Вторую половину дня мальчик слонялся по берегу Старой Волги. И не потому, что не мог найти занятия: томила неизвестность.
Конечно, Андрей Петрович отпустил их с миром и даже не ругал больше. Но ведь у него осталась квитанция на сданную рыбу, и по ней всегда можно составить акт!
Составит он его или нет?..
Вот если бы их накрыл начальник рыбинспекции, тогда бы несдобровать. Говорят, он рыбакам даже сущих пустяков не прощает! А вдруг Андрей Петрович доложил ему?!
Сашка немного постоял у рыбкооповского причала, где разгружалась самоходная баржа, пришедшая с товарами из Астрахани, но там ничего интересного не было, и он побрел дальше. На пассажирскую пристань даже не взглянул. Знал, что сейчас на ней никого нет, что народ там собирается лишь к прибытию речного трамвайчика и теплоходов на подводных крыльях. Миновав купающихся на отмели мальчишек, он немного задержался у мостков, где женщины полоскали белье, потом залез на рыбацкий баркас, причаленный к старому парому, и задумался.
И почему это ему так не везет!
Что бы он ни сделал, все выходит боком, куда бы ни пошел, обязательно нарвется на неприятность. Вот и сегодня: рассчитывал одно, а получилось…
Интересно, знают ли уже дома об этом? Если да, то почему не ищут? Или ждут, когда он сам придет? Нет, на мать это не похоже, сразу же бросилась бы его искать, или же Зинку послала бы. А вот отец искать не станет. Ему всегда некогда, он вечно занят своими рыбацкими делами и мало бывает дома даже теперь, во время запрета, когда его механизированное звено так же, как и другие, свободно от лова и находится в селе. То ему надо спешить на берег, где на якоре стоит их старый, видавший виды, метчик, то у кого-то из рыбаков звена собираются все, чтобы строить новую волокушу или се́крета с вентерями, то надо чинить сети да смолить их или торопиться к правлению колхоза. И даже когда нужно наказать его, Сашку, за какие-либо проделки, он делает это скоро и нехотя, лишь бы не ворчала мать…
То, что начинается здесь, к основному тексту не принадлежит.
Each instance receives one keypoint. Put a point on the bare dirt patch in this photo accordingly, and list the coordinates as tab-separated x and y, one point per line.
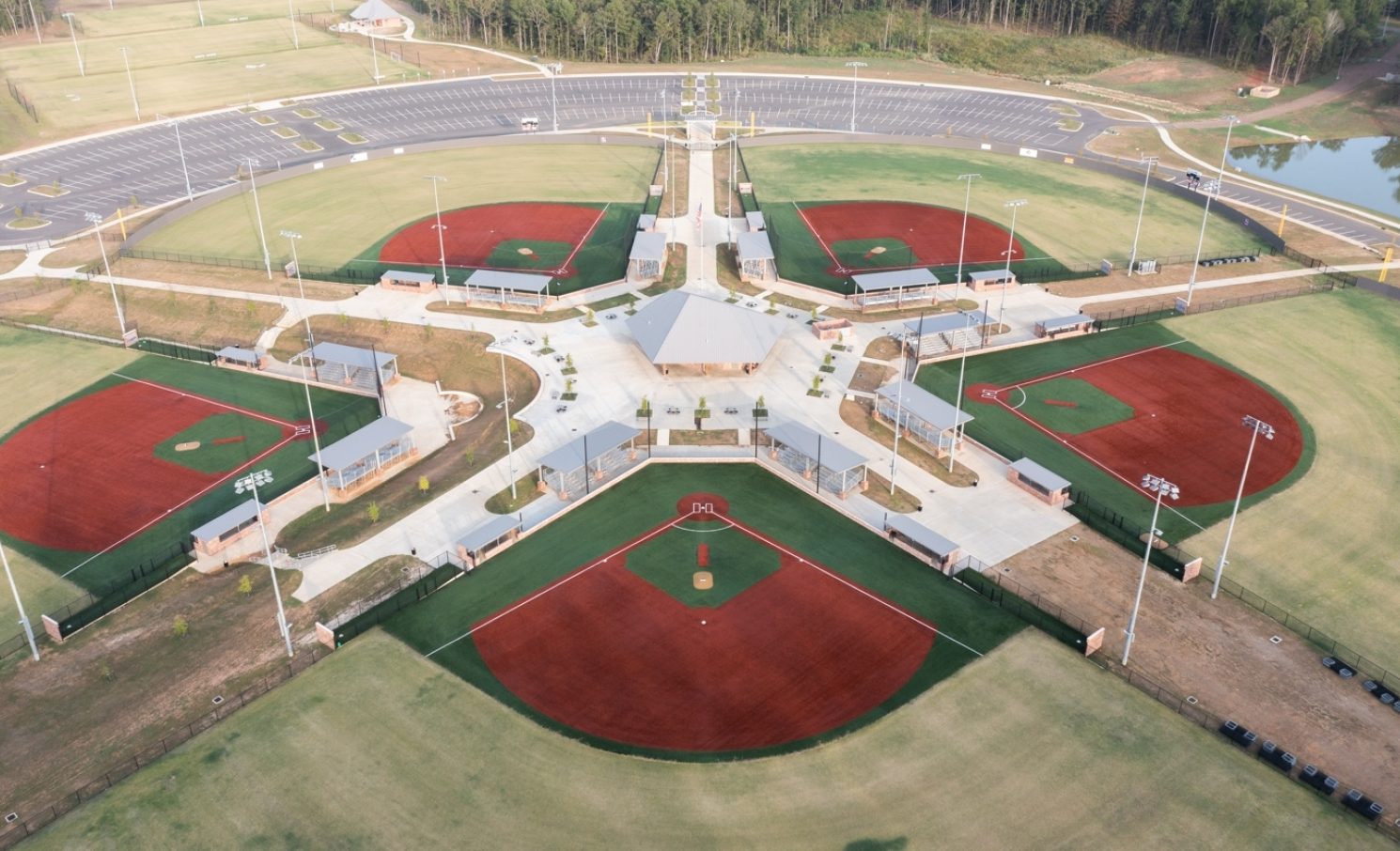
1220	653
Дома Сашка появился, когда солнце скатилось за старые ветлы. Во двор вошел с опаской, готовый в любую секунду выскочить за калитку.
— И где это тебя черти носят? — увидев его, нахмурилась мать. — Хоть бы скотину с улицы загнал, что ли!..
Сашка облегченно вздохнул: нет, не знают еще ничего дома! — и скорее выскочил на улицу.
Корова стояла в переулке у калитки, терпеливо ожидая, когда ее впустят в баз, а овец поблизости не было, и Сашке пришлось обежать несколько соседних улиц, пока он нашел их.
Вечер пролетел незаметно. Мать возилась по хозяйству, потом кормила семью. Отца дома не было. Он приехал на мотолодке поздно, когда Сашка уже собирался спать.
— Сбегай-ка на берег, — сказал он сыну, бросая в угол камышанки увесистый мешок, — замкни на цепь бударку да шест захвати.
Когда Сашка вернулся во двор, отец уже разделывал крупного осетра, две севрюги лежали на полу, лениво шевеля жабрами.
— Белуга сорвалась, — рассказывал он матери, искоса поглядывая, как она ловко пробивает через крупное решето осетровую икру, — пудов на пять, не меньше… Подвел это я ее к бударке, надо бы сперва топором оглоушить, а я впопыхах за жабры, думал, управлюсь. Черта с два! Ка-ак рванулась, чуть сам в воду не вывалился, да руку еще о жучки поранил, — показал он завязанную черной тряпицей ладонь, — да режак, стерва, порвала…
— Хватит, Аркаша, и этого, — заметила мать.
— Хватит, хватит!.. — недовольно проворчал отец. — Знаешь, сколько бы взяли с нее икры?! Но ничего-о. До жарко́й далеко, а времени свободного не занимать. Благо, нас, рыбаков, колхоз пока на другие работы не посылает, мол, отдыхайте, набирайтесь сил. Выкрою моментик, поймаю еще не такую!..
— Не жадничай. Попадешься, тогда…
— Типун тебе на язык!.. А ты чего уши развесил? — напустился он на сына. — Марш спать!